My recommendation, if you’re starting the journey towards AI governance, is to pay attention to the work of the folks at National Institute of Standards and Technology (NIST) and their Risk Management Framework, or RMF. NIST’s Trustworthy and Responsible AI Resource Center created the RMF and updates it regularly, so I recommend you bookmark their site, or subscribe to their email updates. It’s dense, but not too technical, so it’s consumable by your full management team. It might help frame your conversations as you put AI governance in place. They even provide a “Playbook,” available as PDF or Excel spreadsheet, which is great to distribute at board meetings and speak with a common language.

4. Strategy: Future Readiness

As a young philosophy major, I remember the day it occurred to me that humans can observe velocity (change over time) but they cannot see acceleration (change in velocity). To quote the futurist and inventor Ray Kurzweil, “We won’t experience 100 years of progress in the 21st century. It will be more like 20,000 years of progress (at today’s rate).”  As exponential technologies converge and co-accelerate, the directions of these vectors become highly unpredictable. So, what is one to do?

The innovation world might have an answer: open innovation. Perhaps some humility and transparency around our collective ignorance in the face of this massive change is best. Dave Snowden, creator of the strategy framework called Cynefin famously said the solution to complex social problems is thousands of simultaneous experiments. In other words, we need our best minds thinking and working together on this. In a recent podcast, Todd Olson, CEO of the product analytics firm Pendo, talked about how his company’s AI approach was forged through a series of company hackathons and events. This led to breakthroughs now coming to their product line and established a baseline for staying future forward. Keep experimenting — but consider doing it with more collaborators.

My recommended read on the strategic front is “16 Changes to the Way Enterprises Are Building and Buying Generative AI,” by Sarah Wang and Shangda Xu, two analysts at the venture capital firm Andreesen Horowitz. As much as anything can be “current” on a topic like GenAI, their work is fresh and provides ample support for strategic conversations and future positioning.
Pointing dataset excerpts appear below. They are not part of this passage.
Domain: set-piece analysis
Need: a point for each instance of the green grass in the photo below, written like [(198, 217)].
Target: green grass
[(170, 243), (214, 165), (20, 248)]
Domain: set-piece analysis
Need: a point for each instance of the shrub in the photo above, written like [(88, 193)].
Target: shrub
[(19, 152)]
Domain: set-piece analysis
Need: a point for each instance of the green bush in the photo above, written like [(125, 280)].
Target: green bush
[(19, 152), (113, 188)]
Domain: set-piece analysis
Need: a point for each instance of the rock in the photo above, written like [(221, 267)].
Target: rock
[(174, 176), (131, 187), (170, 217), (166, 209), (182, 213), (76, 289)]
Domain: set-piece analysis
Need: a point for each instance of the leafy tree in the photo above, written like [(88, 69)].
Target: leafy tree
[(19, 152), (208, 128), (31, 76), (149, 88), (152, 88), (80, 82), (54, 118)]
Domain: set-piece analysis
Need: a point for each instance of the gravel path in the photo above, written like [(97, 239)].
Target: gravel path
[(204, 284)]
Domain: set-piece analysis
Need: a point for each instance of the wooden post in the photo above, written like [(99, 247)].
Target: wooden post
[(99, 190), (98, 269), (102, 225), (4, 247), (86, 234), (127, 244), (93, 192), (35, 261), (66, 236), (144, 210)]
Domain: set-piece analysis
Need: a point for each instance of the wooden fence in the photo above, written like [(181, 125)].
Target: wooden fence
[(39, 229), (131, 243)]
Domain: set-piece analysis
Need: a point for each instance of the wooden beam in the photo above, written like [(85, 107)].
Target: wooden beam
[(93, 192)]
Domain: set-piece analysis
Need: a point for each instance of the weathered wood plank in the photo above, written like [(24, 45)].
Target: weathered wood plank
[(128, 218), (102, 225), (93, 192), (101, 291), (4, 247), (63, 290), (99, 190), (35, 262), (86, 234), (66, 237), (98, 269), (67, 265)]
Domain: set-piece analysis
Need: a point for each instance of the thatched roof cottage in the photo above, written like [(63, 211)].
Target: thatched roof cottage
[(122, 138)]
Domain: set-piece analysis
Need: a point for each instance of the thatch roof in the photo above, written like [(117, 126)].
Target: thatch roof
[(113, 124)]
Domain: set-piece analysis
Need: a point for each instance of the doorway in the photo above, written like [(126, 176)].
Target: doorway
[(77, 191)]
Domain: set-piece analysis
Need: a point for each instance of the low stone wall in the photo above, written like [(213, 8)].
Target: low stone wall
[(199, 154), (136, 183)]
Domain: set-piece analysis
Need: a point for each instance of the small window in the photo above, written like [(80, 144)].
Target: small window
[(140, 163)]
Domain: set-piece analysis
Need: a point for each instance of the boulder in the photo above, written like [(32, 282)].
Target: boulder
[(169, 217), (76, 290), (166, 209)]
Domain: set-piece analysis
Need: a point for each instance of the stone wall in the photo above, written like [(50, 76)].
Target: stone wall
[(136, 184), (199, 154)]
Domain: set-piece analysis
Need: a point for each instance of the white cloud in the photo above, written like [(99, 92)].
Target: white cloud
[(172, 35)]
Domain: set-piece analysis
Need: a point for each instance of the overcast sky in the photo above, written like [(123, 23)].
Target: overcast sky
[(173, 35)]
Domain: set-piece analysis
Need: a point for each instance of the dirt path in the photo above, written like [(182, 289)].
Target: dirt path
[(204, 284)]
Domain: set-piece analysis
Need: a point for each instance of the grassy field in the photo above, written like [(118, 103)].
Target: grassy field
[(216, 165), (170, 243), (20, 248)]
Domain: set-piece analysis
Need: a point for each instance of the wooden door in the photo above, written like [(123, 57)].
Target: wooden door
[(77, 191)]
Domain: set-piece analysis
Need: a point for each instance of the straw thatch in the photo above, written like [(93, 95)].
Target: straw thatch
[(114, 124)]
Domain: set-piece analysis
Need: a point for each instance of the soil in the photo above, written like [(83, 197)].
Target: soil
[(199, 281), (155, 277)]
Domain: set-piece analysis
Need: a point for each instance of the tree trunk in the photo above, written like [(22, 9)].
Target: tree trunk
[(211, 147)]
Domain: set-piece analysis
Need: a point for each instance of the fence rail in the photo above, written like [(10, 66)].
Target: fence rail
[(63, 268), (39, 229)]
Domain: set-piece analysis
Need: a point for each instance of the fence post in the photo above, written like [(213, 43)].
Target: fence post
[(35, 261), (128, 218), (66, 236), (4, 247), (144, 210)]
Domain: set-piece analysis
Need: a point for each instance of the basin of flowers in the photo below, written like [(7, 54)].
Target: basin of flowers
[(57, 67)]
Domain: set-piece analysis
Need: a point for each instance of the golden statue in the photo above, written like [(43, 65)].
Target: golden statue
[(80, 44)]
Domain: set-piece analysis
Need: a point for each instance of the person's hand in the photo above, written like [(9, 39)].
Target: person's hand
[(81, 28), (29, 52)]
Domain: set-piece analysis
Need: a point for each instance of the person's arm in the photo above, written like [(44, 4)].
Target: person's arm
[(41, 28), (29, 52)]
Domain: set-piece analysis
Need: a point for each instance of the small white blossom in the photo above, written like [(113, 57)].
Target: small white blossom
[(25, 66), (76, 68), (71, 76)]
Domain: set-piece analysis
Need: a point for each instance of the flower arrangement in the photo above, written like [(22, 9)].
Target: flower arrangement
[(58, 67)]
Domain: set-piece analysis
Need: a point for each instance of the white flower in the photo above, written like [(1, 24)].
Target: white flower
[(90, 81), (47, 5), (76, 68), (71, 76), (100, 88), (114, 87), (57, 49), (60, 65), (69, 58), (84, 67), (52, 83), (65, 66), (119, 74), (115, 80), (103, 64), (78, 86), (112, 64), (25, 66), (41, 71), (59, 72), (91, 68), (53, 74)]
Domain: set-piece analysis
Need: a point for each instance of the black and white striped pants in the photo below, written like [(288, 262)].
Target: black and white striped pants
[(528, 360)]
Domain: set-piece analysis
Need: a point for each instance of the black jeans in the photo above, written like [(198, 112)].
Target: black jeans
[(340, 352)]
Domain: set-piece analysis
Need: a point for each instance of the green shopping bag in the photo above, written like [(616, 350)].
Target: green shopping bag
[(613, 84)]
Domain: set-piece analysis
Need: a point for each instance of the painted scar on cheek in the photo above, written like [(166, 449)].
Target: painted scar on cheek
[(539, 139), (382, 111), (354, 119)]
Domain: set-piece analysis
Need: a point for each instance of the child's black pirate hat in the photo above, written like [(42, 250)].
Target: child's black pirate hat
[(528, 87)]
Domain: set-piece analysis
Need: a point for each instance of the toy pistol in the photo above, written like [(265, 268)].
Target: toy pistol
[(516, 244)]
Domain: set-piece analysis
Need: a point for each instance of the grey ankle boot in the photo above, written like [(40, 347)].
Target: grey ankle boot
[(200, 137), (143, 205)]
5. Product Design: Experience Readiness

Bleeding edge technology like GenAI is amazing, but if the user experience remains where it is today with dull text interfaces, clunky speech recognition, and impersonal customer service interactions, the promise of this technology can quickly vanish as consumer and employee sentiment turns against it. Research firm Valoire found in their 2024 study on AI user perceptions that trust in AI hinges on specific words. For instance, “assistant” is preferred, as opposed to “co-pilot.” Meanwhile, product teams are already seizing the “prompt-less” AI trend as their new north star, which is where chat interactions go away and systems simply infer what we need next, without becoming Microsoft Clippy 2.0.

One of the best recent pieces I’ve come across is Accenture’s very forward-looking “Tech Vision 2024.” I appreciate their broad look at not just GenAI, but all the intersecting technologies which they argue make it imperative to keep humans deeply in the loop. They advocate developing a holistic approach to integrating AI into your enterprise fabric, with a heavy emphasis on enhancing both your stakeholder capabilities (employees, customers, partners, vendors), and of course ensuring ethical uses of technology, while simultaneously preparing your workforce for a future where AI plays a central role in innovation and problem-solving.